By the time Mulvihill was 10 years of age, he had become an accomplished traditional fiddler. In the 1930s, traditional music flourished in the Kerry-Cork-Limerick border lowlands, and the young Mulvihill picked up tunes and instrumental techniques from local musicians at weddings, parties, and dances. In time, Mulvihill added piano and button accordion to his instrumental skills.

He joined the Irish Army in 1940, when he was 17 years old, and after his discharge, he played piano accordion with Meade's Dance Band in Glin, Ireland. In 1951, he moved to Northampton, England, where he met and soon married Olive McEvoy. Together, they had four children, all of whom Mulvihill taught to play musical instruments.

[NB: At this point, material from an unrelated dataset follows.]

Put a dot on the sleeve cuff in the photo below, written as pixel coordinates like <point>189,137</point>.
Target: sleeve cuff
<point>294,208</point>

In 1971, Mulvihill and his family immigrated to New York City, where he began teaching Irish music to a few Bronx neighborhood children. His versatility and superb traditional repertoire soon attracted so many students that he was able to quit his regular job and teach full-time. For Mulvihill, that meant working seven days a week, commuting to Irish communities in Brooklyn, New Jersey, Connecticut, and Pennsylvania, while still maintaining the original Martin Mulvihill School in the Bronx, where he taught children from six to 18 years old the basics of music notation and the traditional Irish instruments: fiddle, tin whistle, drums, piano, and button and piano accordion. Over the years, his reputation steadily grew, and hundreds of his pupils have achieved remarkable success in competitions and festivals in both the United States and Ireland.

Throughout his life, Mulvihill continued to learn new tunes on frequent trips to his homeland, but nonetheless retained the traditional purity he was taught as a boy. He used the long bowing technique, common to southern Ireland, playing rolls rather than triplets, holding to the long, elegant lines of the old melodies, and adding subtle variations in timing, phrasing, or intonation to provide a "lilt" to the music.

Mulvihill recorded for the Green Linnett Record Company and Global Village of New York in the 1970s and early 1980s. He was often joined in performance by his four children: Dawn on fiddle and tin whistle, Gail on tenor banjo, Brian on drums, and Brendan on fiddle. Brendan Mulvihill has become a noted performer and recording artist in his own right, carrying on the folk violin tradition that began with his grandmother.